Why can IEEE deny the selection of a DL? In part, there are requirements for DLs now:
DL should visit IT Society local chapters. DL program pays for airfare and travel. Local chapter pays for local expenses (hotel). If traveling to a different continent, visits to two locations are required. DL lectures should be freely accessible to the public (i.e. no registration fees).
A DL from Iran cannot be reimbursed by IEEE because the IEEE is based in the US and has to abide by US law. By the new rules then, scholars from Iran are automatically disqualified from the DL program.
Being a DL is an important recognition: it is arguably an award. It certainly bestows a certain level of prestige. Acceding to this intervention by IEEE sends the message that “if you are from Iran, you can’t get an award.” Once we go down this road we might as well ban conference submissions, membership, and participation in the academic community for scholars from Iran. Why not go whole hog and become a tool of the US State Department? It’s ludicrous.

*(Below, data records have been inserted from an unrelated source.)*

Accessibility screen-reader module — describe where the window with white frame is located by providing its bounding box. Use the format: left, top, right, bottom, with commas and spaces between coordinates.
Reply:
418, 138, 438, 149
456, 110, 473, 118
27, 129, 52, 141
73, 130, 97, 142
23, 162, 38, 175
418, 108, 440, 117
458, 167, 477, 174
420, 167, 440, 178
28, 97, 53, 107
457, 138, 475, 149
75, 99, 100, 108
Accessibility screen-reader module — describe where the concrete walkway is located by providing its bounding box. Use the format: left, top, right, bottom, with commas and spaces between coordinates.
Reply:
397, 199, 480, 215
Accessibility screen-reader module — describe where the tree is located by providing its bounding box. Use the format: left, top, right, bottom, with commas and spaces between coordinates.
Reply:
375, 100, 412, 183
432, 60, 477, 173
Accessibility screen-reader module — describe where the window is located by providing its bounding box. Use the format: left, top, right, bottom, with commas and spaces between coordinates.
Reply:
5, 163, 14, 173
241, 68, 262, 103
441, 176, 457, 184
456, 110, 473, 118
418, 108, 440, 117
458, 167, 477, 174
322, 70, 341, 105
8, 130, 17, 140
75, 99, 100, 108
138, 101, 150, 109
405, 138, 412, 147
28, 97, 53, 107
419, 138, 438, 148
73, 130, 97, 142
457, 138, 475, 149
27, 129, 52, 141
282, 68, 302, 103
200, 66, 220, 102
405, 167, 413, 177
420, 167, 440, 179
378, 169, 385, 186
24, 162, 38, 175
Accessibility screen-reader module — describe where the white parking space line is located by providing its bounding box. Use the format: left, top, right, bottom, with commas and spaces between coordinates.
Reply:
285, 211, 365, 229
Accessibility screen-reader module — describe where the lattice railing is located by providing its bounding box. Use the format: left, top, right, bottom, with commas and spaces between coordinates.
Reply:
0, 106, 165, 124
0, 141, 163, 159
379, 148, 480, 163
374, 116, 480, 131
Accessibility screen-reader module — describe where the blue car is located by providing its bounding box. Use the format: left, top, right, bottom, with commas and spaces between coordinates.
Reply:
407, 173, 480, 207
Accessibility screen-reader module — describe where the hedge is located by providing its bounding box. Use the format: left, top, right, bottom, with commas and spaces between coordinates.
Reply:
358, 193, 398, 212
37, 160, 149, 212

ITSOC should not sit by and passively accept this “veto” from IEEE: it’s an assault on academic freedom that devalues scholarship on purely political grounds. To not even name the nominee erases the honor to which they are entitled. In fact, they should be given the honor/award with the stipulation that they are exempt from the reimbursement. It is possible to take a stand without violating the law: recognize this scholar and take a public stand against the encroachment of American foreign policy onto an international academic community.